But a change was already underway. In the first quarter, just before the tariffs were announced, stocks outside the U.S. (per Morgan Stanley-Capital International World Ex-U.S. Index) were up 6.5% this year, against a negative 4% plus for U.S. stocks. Even after the sharp declines in global markets after the tariffs, non-U.S. stocks are still positive for the year against declines of almost 14% for the S&P and over 19% for the tech-heavy Nasdaq. In the U.S., growth stocks, which have dramatically and consistently outperformed value since the Great Financial Crisis, the trends have reversed, with value now outperforming growth and small-cap value even more so.
These styles, sectors, and markets are the ones that should outperform in the next period. The extent to which various groups outperform depends largely on how the dollar, interest rates, inflation, and other economic factors perform. Rising interest rates would dampen returns on dividend-paying stocks, while a declining dollar should help emerging markets, for example.
Drivers of Gold’s Bull Market Remain
But, the sector most likely to outperform is the commodity sector, and within that, gold has the best risk-reward profile. Though commodities are generally likely to outperform, they have a risk that gold will not, namely a sharp economic slowdown in China and global economic retraction.
Gold, however, does not have that risk. We have discussed several times why gold has been going up, and the drivers for gold demand are still intact. The Trump agenda will do nothing to change these drivers: the weaponization of the dollar remains, the threat to the Chinese economy remains, and unsustainable government deficits remain.
None of this is likely to change, and gold thus is likely to continue to move higher, notwithstanding a near-term overdue pullback. TD’s analyst calls gold “overextended but not overbought,” which is exactly right. It has moved well above the trend line, but there is yet no manic buying, certainly not in North America; indeed, premiums on coins and bars tell the opposite story.
Commodities, Very Undervalued, Could Soar
As for the broad commodity complex, it is close to century-long lows relative to financial assets. Analysts Goehring & Rozencwajg have note that every past commodity bull market has been set in motion by a shock to the global monetary system, citing 1929 (end of the return to the gold standard), 1969 (end of Bretton Woods), and 1999 (end of the dollar pegs).
“A major shift in the global monetary system may be imminent,” and commodities are already responding to this. “If gold is the canary in the mine, it is singing loudly,” they write.

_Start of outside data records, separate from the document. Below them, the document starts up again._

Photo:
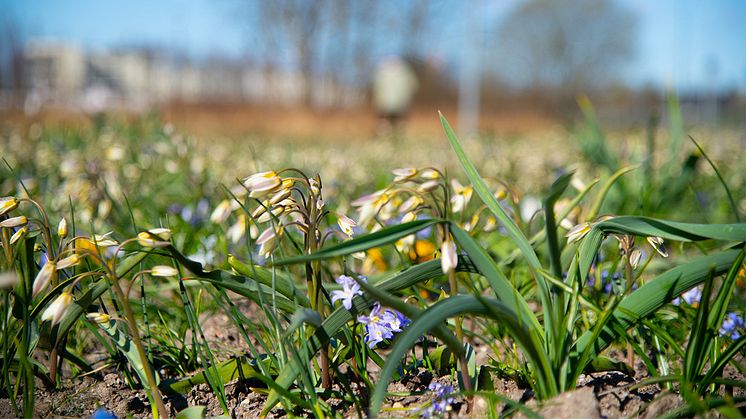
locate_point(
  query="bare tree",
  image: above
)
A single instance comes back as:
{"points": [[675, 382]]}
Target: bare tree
{"points": [[566, 45]]}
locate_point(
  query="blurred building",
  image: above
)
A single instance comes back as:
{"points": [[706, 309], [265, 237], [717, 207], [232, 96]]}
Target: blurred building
{"points": [[62, 75]]}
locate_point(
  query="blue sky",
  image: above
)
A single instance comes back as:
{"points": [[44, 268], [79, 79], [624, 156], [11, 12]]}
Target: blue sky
{"points": [[682, 44]]}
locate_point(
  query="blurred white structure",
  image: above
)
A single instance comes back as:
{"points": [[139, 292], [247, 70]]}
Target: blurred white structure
{"points": [[60, 74]]}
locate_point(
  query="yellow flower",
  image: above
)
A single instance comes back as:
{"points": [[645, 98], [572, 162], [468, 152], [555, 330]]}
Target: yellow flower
{"points": [[98, 317], [57, 309], [346, 224], [7, 204], [155, 237], [261, 184]]}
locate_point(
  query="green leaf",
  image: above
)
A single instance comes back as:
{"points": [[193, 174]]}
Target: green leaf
{"points": [[368, 241], [489, 199], [673, 230], [499, 283], [193, 412], [229, 370], [283, 283], [457, 306], [81, 303], [339, 317], [242, 285]]}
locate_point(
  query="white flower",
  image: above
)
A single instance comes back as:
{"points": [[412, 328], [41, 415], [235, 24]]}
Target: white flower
{"points": [[222, 211], [268, 241], [69, 261], [461, 196], [98, 317], [448, 256], [261, 184], [164, 271], [578, 232], [11, 222], [155, 237], [57, 309], [411, 204], [404, 174], [346, 224], [62, 228]]}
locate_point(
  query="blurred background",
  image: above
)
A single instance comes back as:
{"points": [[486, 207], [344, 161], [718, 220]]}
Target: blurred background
{"points": [[355, 68]]}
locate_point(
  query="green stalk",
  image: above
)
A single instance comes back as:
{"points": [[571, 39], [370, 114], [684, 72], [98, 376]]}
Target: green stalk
{"points": [[159, 408]]}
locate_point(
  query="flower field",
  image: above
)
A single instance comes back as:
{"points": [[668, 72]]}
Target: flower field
{"points": [[146, 273]]}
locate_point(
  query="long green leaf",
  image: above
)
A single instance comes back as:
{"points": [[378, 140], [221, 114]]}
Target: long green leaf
{"points": [[124, 344], [81, 304], [654, 295], [339, 317], [456, 306], [501, 286], [673, 230], [489, 199]]}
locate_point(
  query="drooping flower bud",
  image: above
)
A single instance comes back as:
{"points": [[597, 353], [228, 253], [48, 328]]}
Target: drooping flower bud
{"points": [[346, 224], [46, 274], [69, 261], [261, 184], [18, 235], [98, 317], [448, 256], [11, 222], [57, 309], [7, 204]]}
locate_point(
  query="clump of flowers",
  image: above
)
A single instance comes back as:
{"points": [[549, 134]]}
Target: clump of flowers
{"points": [[691, 297], [733, 326], [442, 400], [382, 325], [349, 290]]}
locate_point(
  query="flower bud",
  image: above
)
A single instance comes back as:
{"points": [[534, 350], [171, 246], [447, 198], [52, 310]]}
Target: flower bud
{"points": [[18, 235], [98, 317], [578, 232], [62, 228], [69, 261], [155, 237], [7, 204], [46, 274], [448, 256], [346, 224], [260, 184], [11, 222]]}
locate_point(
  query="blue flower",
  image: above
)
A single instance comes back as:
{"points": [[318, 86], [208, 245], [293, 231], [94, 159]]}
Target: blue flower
{"points": [[442, 400], [380, 326], [349, 290], [691, 297], [732, 326]]}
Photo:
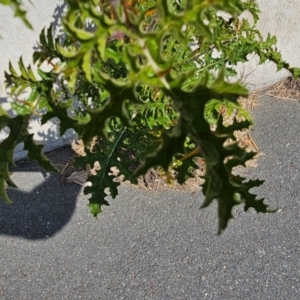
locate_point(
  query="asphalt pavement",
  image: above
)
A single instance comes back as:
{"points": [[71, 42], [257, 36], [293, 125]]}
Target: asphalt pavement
{"points": [[157, 245]]}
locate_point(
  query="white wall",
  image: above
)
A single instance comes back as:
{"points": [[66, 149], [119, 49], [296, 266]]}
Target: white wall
{"points": [[16, 40], [278, 17]]}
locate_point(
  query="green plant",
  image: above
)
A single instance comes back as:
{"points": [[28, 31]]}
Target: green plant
{"points": [[149, 99]]}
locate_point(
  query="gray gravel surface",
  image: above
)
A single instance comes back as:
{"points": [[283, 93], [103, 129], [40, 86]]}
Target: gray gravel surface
{"points": [[157, 245]]}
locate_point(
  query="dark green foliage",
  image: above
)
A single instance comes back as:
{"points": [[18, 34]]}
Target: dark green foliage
{"points": [[129, 77]]}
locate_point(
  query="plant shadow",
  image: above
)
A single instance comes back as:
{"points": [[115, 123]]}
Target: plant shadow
{"points": [[43, 211]]}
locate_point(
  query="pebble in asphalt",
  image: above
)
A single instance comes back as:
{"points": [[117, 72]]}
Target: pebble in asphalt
{"points": [[158, 245]]}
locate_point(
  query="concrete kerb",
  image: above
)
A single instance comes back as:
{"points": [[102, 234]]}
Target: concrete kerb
{"points": [[16, 41]]}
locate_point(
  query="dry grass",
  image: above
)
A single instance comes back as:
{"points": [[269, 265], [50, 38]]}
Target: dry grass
{"points": [[156, 179]]}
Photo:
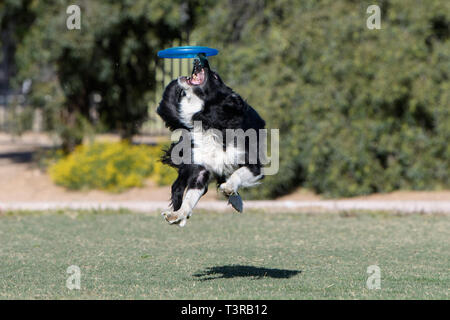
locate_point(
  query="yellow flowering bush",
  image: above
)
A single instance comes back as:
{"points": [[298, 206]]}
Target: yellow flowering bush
{"points": [[112, 166]]}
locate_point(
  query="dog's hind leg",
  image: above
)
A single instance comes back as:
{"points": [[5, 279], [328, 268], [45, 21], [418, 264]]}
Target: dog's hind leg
{"points": [[246, 176], [197, 186]]}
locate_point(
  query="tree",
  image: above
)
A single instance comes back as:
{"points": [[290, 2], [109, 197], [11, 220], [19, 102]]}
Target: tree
{"points": [[359, 110], [109, 63]]}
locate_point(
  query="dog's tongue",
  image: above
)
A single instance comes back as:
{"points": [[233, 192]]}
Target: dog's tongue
{"points": [[197, 78]]}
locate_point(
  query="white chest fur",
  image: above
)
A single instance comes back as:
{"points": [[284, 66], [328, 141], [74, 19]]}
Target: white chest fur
{"points": [[208, 151], [189, 105]]}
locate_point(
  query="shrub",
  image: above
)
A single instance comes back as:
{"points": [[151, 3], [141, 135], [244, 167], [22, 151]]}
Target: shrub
{"points": [[111, 166]]}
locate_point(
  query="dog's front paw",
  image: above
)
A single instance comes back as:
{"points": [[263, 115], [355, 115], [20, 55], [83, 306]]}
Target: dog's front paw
{"points": [[176, 217], [227, 189]]}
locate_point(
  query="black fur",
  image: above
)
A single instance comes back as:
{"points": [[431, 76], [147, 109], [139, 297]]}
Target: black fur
{"points": [[223, 109]]}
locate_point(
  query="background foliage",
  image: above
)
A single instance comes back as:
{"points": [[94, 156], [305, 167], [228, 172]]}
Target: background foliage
{"points": [[359, 110], [111, 166]]}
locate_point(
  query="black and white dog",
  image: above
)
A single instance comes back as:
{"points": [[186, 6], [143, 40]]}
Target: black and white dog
{"points": [[204, 99]]}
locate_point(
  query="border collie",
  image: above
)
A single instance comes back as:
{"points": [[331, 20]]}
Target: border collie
{"points": [[204, 99]]}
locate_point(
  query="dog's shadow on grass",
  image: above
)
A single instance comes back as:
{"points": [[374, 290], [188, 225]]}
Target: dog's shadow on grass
{"points": [[239, 271]]}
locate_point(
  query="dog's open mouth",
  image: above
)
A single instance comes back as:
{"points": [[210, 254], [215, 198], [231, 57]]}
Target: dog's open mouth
{"points": [[197, 77], [198, 74]]}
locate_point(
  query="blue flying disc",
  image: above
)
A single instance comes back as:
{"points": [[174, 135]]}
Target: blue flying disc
{"points": [[186, 52]]}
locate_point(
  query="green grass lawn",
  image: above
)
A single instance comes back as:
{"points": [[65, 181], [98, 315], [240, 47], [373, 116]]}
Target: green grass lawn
{"points": [[224, 256]]}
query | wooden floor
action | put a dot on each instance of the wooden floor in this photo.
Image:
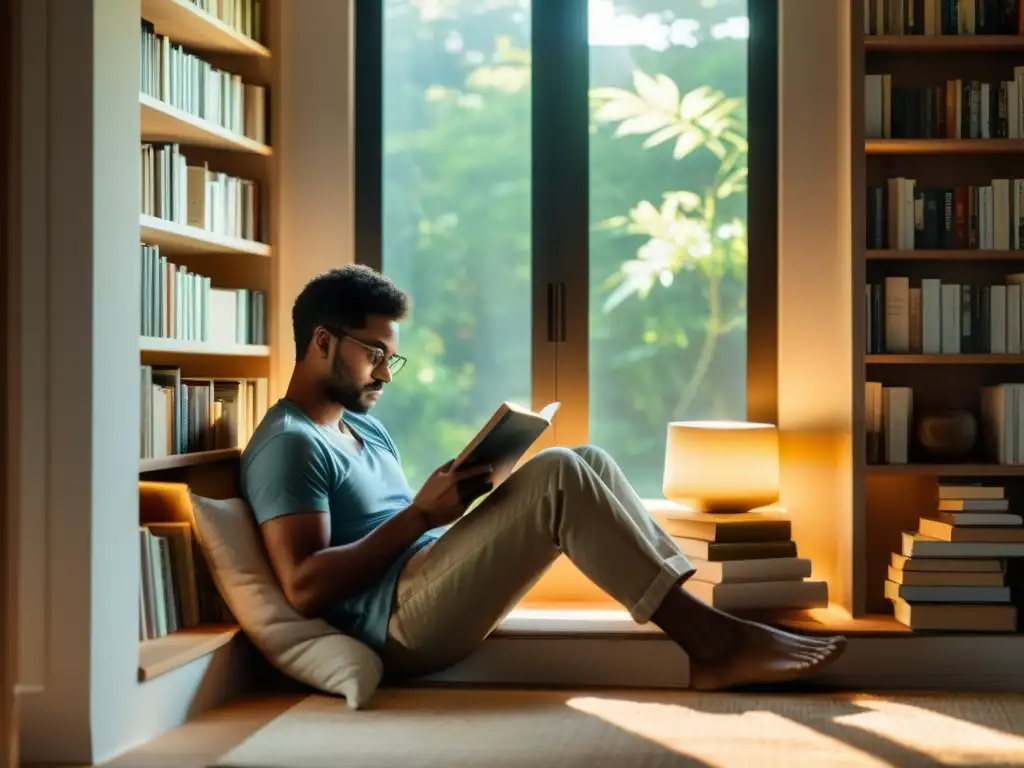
(202, 742)
(585, 728)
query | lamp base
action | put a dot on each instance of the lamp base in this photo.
(722, 506)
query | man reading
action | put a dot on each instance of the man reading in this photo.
(404, 570)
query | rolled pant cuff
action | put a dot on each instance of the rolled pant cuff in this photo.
(673, 570)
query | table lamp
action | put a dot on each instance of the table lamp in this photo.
(721, 466)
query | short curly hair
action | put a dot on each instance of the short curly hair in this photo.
(343, 298)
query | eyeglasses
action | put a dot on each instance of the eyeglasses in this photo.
(375, 355)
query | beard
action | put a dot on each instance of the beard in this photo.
(343, 388)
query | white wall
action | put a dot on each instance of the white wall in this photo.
(313, 188)
(816, 287)
(92, 394)
(92, 707)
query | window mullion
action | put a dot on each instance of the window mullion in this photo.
(560, 212)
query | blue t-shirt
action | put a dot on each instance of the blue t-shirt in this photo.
(293, 465)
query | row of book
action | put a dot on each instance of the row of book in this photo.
(957, 109)
(903, 216)
(185, 415)
(245, 16)
(950, 574)
(184, 81)
(196, 196)
(176, 590)
(929, 316)
(745, 562)
(942, 17)
(889, 419)
(180, 304)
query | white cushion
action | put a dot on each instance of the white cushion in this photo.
(309, 650)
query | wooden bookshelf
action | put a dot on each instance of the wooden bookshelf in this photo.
(943, 43)
(159, 656)
(943, 145)
(161, 122)
(187, 460)
(967, 255)
(892, 498)
(175, 240)
(948, 470)
(186, 25)
(155, 344)
(944, 359)
(200, 260)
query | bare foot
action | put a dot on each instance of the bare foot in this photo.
(763, 654)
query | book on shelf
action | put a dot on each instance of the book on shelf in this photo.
(245, 16)
(182, 80)
(954, 109)
(905, 216)
(889, 421)
(929, 315)
(195, 196)
(180, 304)
(950, 573)
(942, 17)
(176, 589)
(184, 415)
(747, 561)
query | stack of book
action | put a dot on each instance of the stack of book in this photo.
(745, 561)
(950, 573)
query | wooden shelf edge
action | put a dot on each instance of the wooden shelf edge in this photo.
(939, 470)
(188, 460)
(156, 344)
(943, 145)
(950, 255)
(174, 238)
(159, 656)
(944, 42)
(162, 122)
(185, 24)
(944, 359)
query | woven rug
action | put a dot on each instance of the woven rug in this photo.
(455, 728)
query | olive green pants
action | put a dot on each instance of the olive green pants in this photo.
(452, 595)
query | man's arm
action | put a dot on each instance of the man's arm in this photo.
(289, 484)
(314, 574)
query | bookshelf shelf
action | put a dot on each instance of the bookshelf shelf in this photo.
(156, 344)
(944, 359)
(943, 145)
(948, 470)
(963, 292)
(176, 239)
(159, 656)
(186, 25)
(943, 43)
(161, 122)
(950, 255)
(187, 460)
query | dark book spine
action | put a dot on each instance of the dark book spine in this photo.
(948, 221)
(967, 315)
(933, 223)
(960, 217)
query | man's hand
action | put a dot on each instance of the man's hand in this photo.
(445, 495)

Each of those previous troughs in commodity prices against financial asset prices, was followed, not only by strong bull markets in commodities but also by weakness in stock markets. After the 1929 peak, the Dow fell 88%. After 1969, stocks took seven years to exceed their high, while the S&P did not reach its dot-com bubble highs again until 2007, and then only very briefly, not to move sustainably higher until 2013.
The Fed Will Change Policy
Federal Reserve Chairman Jerome Powell now says that tariffs could have a persistent inflationary impact rather than have the one-off, temporary adjustment he saw just a couple of weeks ago. In a speech on Friday, he reiterated the Fed’s wait-and-see approach, but the market is now betting on four rate cuts this year.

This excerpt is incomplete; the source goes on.